Background: Increasing evidence suggests that children raised with an animal(s) in the house have a decreased risk of becoming sensitized. However, it is not clear whether this phenomenon is related to airborne exposure.
Objective: To estimate airborne exposure to animal dander and dust mite allergens using a device that can sample large volumes of air silently.
Methods: The device, which uses an ion-charging technique to move air and to collect particles, was run at 1.7 m3/min for 24 h in 44 homes with and without animals.

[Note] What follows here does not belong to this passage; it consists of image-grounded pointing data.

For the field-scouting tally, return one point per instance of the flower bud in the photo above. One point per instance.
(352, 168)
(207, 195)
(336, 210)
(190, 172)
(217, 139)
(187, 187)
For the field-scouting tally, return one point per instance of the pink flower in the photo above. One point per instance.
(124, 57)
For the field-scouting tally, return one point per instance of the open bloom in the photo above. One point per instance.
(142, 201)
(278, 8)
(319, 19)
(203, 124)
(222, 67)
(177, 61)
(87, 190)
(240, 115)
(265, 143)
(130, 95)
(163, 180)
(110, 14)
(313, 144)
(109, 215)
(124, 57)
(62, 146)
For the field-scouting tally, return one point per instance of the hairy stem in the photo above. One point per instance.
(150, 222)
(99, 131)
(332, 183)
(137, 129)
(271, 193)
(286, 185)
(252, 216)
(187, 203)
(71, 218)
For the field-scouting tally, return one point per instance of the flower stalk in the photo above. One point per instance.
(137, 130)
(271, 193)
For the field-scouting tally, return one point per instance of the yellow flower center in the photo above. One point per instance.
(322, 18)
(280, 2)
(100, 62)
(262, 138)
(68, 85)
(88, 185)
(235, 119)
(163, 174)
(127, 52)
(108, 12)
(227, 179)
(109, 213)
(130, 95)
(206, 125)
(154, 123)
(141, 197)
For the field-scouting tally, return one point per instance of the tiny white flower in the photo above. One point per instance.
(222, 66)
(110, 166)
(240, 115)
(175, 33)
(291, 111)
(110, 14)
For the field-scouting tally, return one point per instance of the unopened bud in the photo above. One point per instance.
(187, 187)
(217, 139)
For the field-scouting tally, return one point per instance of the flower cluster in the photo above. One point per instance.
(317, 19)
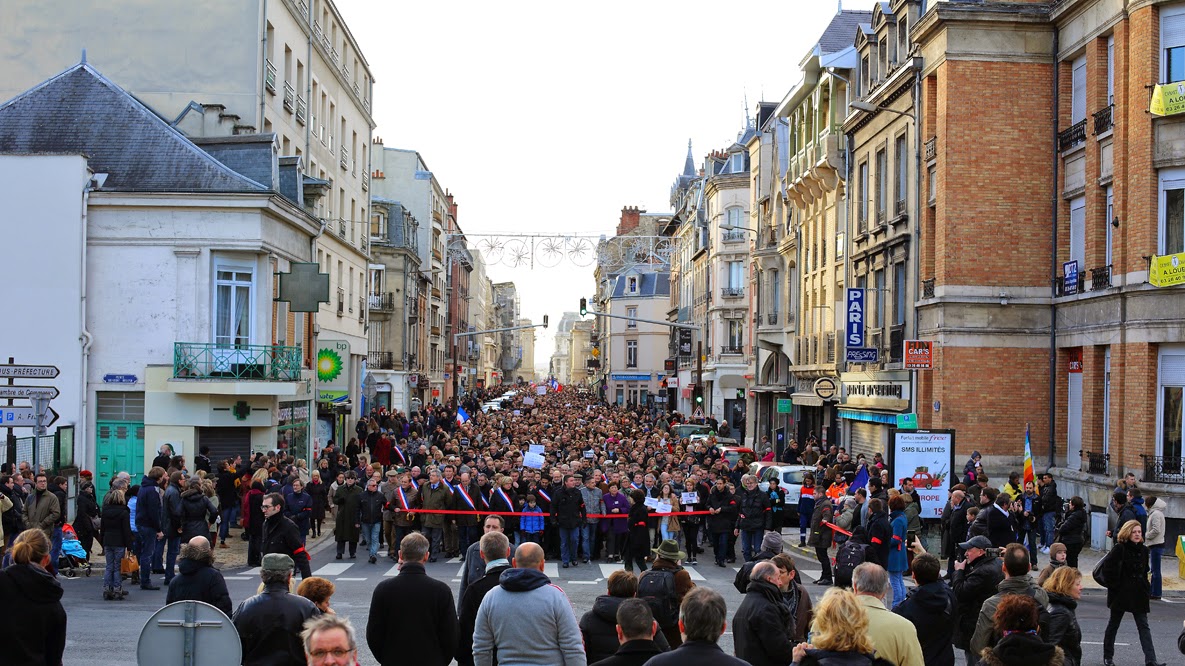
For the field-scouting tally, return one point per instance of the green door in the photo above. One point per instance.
(119, 437)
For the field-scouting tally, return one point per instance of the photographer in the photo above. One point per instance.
(975, 580)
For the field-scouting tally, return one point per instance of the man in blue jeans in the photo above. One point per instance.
(149, 525)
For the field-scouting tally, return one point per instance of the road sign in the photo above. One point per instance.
(862, 354)
(29, 391)
(918, 354)
(30, 371)
(24, 416)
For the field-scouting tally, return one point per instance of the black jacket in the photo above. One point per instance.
(412, 620)
(1063, 627)
(269, 625)
(973, 586)
(932, 609)
(760, 627)
(199, 581)
(115, 525)
(34, 626)
(471, 601)
(599, 627)
(280, 535)
(568, 507)
(197, 513)
(633, 653)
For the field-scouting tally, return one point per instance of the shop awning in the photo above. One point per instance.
(868, 416)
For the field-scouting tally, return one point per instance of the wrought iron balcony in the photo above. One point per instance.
(382, 302)
(212, 360)
(1073, 136)
(1100, 279)
(1096, 462)
(380, 360)
(1105, 119)
(1163, 469)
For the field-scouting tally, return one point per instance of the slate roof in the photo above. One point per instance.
(648, 285)
(843, 26)
(82, 111)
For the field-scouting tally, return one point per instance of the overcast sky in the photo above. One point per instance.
(549, 117)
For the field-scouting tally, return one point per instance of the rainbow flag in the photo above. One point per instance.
(1029, 458)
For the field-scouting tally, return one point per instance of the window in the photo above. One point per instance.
(232, 305)
(1172, 212)
(1078, 89)
(902, 174)
(1172, 42)
(862, 199)
(898, 293)
(882, 174)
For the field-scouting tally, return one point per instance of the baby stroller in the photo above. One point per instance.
(74, 559)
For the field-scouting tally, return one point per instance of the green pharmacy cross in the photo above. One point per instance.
(305, 288)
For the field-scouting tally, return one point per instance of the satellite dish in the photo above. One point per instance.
(189, 633)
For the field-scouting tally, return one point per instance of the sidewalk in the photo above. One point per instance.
(1088, 558)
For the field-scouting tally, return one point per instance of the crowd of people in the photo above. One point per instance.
(555, 475)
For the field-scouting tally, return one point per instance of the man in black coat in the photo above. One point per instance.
(197, 578)
(760, 631)
(412, 618)
(495, 551)
(281, 535)
(269, 623)
(636, 631)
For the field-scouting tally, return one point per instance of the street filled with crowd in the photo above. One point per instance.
(526, 475)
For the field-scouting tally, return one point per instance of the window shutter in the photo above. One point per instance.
(1078, 103)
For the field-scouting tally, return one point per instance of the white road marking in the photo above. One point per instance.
(333, 569)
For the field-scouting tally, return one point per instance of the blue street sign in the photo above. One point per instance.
(862, 354)
(853, 319)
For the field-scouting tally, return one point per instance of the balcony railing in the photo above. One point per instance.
(380, 360)
(212, 360)
(1096, 462)
(1105, 119)
(382, 302)
(1100, 279)
(1073, 136)
(1163, 469)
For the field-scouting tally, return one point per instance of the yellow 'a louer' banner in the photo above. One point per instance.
(1167, 270)
(1167, 100)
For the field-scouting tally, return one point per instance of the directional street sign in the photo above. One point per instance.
(30, 371)
(27, 391)
(24, 416)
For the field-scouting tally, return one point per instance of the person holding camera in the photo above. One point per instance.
(975, 580)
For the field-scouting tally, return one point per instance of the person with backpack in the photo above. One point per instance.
(664, 587)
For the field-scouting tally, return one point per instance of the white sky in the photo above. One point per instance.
(551, 116)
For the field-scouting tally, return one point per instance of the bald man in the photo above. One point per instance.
(552, 636)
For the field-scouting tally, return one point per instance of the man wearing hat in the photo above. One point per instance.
(664, 587)
(975, 580)
(269, 623)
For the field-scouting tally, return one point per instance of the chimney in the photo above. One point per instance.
(631, 217)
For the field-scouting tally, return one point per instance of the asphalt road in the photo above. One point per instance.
(106, 633)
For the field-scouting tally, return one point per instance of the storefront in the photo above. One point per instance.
(870, 408)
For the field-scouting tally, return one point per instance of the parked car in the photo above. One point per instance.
(789, 478)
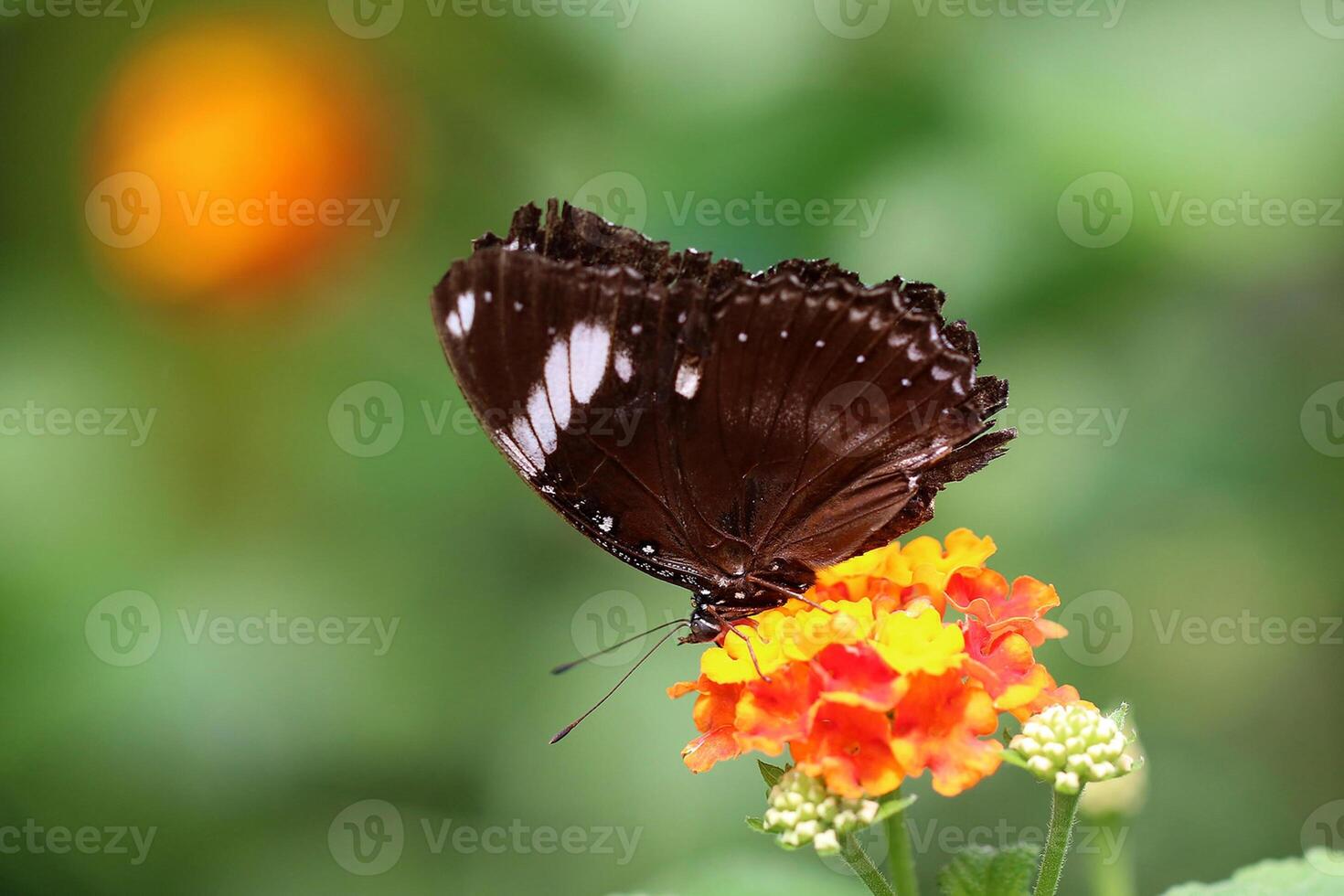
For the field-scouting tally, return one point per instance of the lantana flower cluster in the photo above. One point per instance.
(907, 666)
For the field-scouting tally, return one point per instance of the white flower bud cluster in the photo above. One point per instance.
(801, 812)
(1072, 746)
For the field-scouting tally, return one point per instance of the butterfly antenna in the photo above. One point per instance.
(575, 723)
(566, 667)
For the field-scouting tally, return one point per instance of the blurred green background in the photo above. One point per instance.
(1044, 169)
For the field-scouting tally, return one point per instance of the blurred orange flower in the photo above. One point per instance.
(877, 686)
(230, 159)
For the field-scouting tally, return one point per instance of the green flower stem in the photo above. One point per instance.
(854, 856)
(901, 853)
(1062, 813)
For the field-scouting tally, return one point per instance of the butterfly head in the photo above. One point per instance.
(705, 627)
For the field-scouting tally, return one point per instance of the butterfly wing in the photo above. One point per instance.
(702, 423)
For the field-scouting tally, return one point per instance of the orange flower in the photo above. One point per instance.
(714, 715)
(851, 749)
(877, 686)
(986, 595)
(938, 726)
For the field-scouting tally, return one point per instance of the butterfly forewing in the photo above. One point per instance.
(706, 425)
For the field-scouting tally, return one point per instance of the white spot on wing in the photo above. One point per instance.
(543, 423)
(558, 382)
(527, 443)
(687, 379)
(591, 349)
(466, 308)
(517, 454)
(624, 367)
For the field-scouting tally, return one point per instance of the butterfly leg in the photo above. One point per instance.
(714, 614)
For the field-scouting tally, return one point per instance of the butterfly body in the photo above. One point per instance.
(725, 432)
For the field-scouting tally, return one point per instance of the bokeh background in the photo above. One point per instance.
(303, 452)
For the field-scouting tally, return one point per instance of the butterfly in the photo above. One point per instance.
(726, 432)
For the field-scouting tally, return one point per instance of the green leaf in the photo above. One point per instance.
(1320, 873)
(891, 806)
(772, 774)
(984, 870)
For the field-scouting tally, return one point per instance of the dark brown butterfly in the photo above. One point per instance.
(726, 432)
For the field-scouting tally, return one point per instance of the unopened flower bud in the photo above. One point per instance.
(801, 812)
(1072, 746)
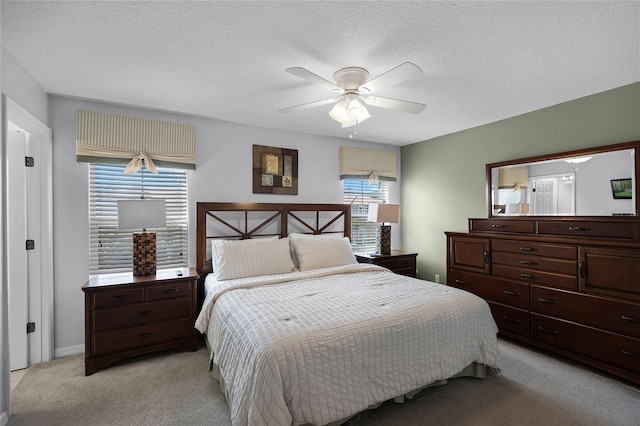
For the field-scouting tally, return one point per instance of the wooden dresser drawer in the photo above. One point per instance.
(536, 277)
(510, 320)
(145, 313)
(118, 297)
(501, 225)
(611, 348)
(538, 249)
(588, 228)
(608, 314)
(492, 289)
(568, 267)
(130, 338)
(168, 291)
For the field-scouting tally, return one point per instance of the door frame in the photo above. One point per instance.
(41, 307)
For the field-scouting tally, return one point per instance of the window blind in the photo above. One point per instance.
(110, 250)
(359, 194)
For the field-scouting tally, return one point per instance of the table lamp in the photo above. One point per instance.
(142, 214)
(383, 213)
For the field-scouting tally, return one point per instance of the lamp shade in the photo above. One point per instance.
(383, 213)
(141, 214)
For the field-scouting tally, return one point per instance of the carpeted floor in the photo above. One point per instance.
(174, 388)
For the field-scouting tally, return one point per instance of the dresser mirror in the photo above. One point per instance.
(591, 182)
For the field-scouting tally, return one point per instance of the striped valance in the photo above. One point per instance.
(116, 139)
(361, 163)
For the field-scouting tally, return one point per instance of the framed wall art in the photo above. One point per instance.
(275, 170)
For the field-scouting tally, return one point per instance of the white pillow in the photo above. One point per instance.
(316, 253)
(250, 258)
(295, 236)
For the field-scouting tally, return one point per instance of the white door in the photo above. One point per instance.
(29, 205)
(544, 198)
(17, 265)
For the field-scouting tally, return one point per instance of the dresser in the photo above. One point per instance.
(127, 315)
(568, 286)
(399, 261)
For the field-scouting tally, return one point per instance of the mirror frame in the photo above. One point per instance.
(558, 156)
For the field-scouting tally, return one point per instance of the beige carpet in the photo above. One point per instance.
(174, 388)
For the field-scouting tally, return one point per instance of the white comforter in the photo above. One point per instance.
(318, 346)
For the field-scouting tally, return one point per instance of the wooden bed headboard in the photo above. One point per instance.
(250, 220)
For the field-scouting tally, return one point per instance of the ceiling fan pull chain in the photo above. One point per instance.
(355, 131)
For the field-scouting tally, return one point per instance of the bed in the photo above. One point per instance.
(300, 333)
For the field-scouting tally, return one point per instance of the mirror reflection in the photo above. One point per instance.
(600, 184)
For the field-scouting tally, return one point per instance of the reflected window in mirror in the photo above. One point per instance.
(571, 184)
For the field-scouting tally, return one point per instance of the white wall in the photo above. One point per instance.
(17, 84)
(223, 173)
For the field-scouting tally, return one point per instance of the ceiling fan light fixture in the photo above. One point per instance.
(340, 111)
(349, 111)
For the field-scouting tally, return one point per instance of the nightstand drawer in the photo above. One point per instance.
(386, 263)
(130, 338)
(134, 315)
(168, 291)
(406, 262)
(118, 298)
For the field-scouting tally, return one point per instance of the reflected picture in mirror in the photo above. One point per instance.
(577, 183)
(621, 189)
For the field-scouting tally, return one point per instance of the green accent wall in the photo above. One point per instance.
(444, 179)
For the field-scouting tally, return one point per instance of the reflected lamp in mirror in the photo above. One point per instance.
(383, 214)
(142, 214)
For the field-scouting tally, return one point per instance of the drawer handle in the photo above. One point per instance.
(626, 318)
(579, 228)
(144, 335)
(630, 354)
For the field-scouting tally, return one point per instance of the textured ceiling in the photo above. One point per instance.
(482, 61)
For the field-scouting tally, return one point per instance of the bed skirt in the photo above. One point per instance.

The allergen collected was measured by ELISA for Fel d 1, Can f 1, Der p 1, and Der f 1.
Results: Airborne Fel d 1 was present in all homes with a cat (n=27). The quantities measured, i.e. 0.5-20 microg in 24 h, represent 0.01-0.3 microg Fel d 1 inhaled/day at normal breathing rates (20 L/h). Values for houses without a cat were 0.01-0.05 microg inhaled/day. Airborne Fel d 1 correlated significantly with floor Fel d 1 (r=0.58, P<0.001). Results for Can f 1 were similar in houses with a dog, but this allergen was only detected airborne in two houses without a dog. Neither Der p 1 nor Der f 1 (i.e. <0.01 microg) was detected, which represents < or =1 ng inhaled/day during normal domestic activity. During disturbance airborne mite was detected with both the ion-charging device and a filter run in parallel. For cat and mite allergens there was a close correlation between the two techniques (r=0.84, P<0.001).
Conclusion: Exposure to cat or dog allergen airborne in homes with an animal can be up to 100 times higher than exposure to mite allergen. The results are in keeping with a model where immunological tolerance to animal dander allergens results from high exposure.